Crítica: Love & Mercy

Love and Mercy Paul Dano

La vida problemática y atormentada de los grandes artistas de la música es sin duda una fuente inagotable para el cine. En los últimos diez años el biopic musical ha sido una de las grandes apuestas de los estudios para la temporada de premios, aunque en su mayoría suelan acabar relegados a segundo plano (bien ignorados o recibiendo premios de consolación). Los hay de corte más académico (Ray, Dreamgirls, En la cuerda floja, Jersey Boys) y los hay menos ortodoxos (I’m Not There, 24 Hour Party People, Control). Love & Mercy, la historia del co-fundador y genio detrás de los Beach Boys, Brian Wilson, entraría en una categoría intermedia.

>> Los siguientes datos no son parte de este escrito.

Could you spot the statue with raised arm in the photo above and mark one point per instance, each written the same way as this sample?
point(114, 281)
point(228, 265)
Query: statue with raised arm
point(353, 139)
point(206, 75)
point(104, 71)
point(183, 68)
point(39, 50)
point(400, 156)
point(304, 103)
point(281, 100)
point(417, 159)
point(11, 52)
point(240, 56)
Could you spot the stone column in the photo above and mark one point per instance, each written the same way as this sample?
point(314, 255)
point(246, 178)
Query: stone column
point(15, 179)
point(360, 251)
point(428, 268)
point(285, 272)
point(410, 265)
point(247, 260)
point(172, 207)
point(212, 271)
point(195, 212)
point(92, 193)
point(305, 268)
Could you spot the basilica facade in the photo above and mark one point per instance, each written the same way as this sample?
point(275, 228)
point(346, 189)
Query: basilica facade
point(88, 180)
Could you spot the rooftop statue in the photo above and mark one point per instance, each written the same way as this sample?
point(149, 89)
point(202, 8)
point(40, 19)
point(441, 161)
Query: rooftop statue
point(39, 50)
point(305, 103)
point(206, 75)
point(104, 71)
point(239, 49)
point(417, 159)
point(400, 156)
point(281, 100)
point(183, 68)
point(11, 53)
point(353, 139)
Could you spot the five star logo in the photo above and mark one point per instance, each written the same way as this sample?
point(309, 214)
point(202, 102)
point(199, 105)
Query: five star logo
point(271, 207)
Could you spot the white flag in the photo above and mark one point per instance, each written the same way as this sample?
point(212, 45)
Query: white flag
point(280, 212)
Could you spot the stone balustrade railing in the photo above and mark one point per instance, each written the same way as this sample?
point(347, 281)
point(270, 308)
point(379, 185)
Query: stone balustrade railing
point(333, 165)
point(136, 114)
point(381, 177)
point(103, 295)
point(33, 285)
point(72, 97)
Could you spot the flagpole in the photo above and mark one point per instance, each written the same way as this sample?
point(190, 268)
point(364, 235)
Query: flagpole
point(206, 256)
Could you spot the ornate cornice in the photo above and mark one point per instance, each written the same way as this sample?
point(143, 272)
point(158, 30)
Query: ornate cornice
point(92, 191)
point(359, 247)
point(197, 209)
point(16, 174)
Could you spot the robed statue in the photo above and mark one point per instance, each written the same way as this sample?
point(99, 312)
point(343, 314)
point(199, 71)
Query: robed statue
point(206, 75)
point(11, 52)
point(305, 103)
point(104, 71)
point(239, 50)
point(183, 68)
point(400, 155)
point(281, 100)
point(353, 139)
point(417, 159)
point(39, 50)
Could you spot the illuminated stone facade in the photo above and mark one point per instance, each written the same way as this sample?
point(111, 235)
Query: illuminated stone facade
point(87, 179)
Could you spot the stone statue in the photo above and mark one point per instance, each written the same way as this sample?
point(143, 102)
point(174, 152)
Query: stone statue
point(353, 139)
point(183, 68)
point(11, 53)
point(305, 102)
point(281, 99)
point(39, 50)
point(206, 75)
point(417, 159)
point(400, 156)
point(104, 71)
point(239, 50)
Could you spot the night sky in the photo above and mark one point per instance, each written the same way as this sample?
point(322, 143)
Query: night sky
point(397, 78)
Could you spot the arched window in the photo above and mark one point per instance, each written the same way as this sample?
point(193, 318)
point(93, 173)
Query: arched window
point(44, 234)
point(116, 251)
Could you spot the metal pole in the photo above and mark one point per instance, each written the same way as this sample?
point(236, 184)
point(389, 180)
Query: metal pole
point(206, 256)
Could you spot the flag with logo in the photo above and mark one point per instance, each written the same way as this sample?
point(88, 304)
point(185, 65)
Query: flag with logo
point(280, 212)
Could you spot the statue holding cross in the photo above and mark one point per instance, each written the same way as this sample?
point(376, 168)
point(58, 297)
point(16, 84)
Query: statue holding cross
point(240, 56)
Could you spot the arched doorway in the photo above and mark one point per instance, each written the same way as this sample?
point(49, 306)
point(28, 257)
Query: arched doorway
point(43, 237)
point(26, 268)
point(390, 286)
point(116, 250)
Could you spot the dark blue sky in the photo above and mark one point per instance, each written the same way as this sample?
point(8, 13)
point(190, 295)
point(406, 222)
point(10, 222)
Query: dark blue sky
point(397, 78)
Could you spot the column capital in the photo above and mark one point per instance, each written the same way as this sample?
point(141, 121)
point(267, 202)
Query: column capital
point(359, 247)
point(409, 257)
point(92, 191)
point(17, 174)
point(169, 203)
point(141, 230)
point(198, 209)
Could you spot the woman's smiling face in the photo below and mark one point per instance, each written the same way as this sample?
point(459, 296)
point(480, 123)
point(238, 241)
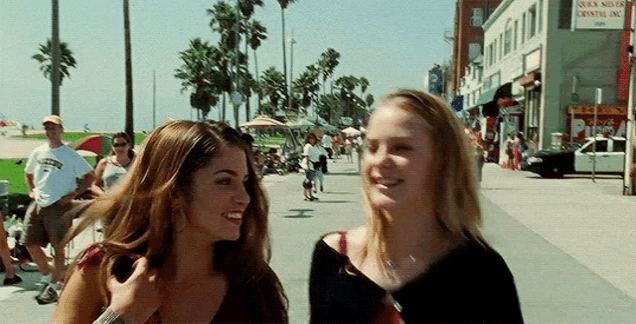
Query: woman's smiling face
point(398, 165)
point(219, 197)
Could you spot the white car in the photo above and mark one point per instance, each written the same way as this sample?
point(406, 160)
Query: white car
point(610, 158)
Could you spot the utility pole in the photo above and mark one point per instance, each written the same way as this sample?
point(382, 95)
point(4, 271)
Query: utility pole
point(154, 99)
point(55, 64)
point(291, 69)
point(629, 135)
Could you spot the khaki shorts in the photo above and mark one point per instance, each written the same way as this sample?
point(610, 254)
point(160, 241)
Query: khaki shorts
point(43, 225)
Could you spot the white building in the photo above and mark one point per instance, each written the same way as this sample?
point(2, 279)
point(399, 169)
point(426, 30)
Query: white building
point(529, 44)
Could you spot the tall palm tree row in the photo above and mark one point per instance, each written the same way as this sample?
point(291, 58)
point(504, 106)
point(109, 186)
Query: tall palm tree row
point(45, 57)
point(283, 5)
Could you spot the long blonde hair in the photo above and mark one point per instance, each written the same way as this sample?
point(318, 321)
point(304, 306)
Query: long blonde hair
point(143, 216)
point(457, 208)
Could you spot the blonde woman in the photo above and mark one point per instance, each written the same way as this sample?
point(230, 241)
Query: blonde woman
point(420, 257)
point(188, 241)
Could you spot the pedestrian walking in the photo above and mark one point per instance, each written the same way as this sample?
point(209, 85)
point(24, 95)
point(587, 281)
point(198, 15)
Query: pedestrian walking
point(349, 147)
point(51, 175)
point(335, 146)
point(311, 157)
point(112, 168)
point(10, 277)
point(326, 144)
point(420, 258)
point(188, 242)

Bill Pohlad, productor de El árbol de la vida12 años de esclavitud, vuelve a la dirección después de firmar su primer largo hace 14 años (Old Explorers), para contar la curiosa, a ratos escalofriante historia del genio detrás de las composiciones del mítico grupo californiano. Pohlad compone un retrato fascinante y poco convencional del compositor de “Good Vibrations” y “God Only Knows” entre muchos otros éxitos de la música popular, y lo hace con la ayuda de dos actores en estado de gracia que dan vida al protagonista en dos etapas distintas de su vida. Paul Dano (Little Miss SunshineThere Will Be Blood) interpreta a Wilson de joven y John Cusack (Alta fidelidad) encarna al mismo personaje muchos años después, cuando este ya se ha retirado de la música.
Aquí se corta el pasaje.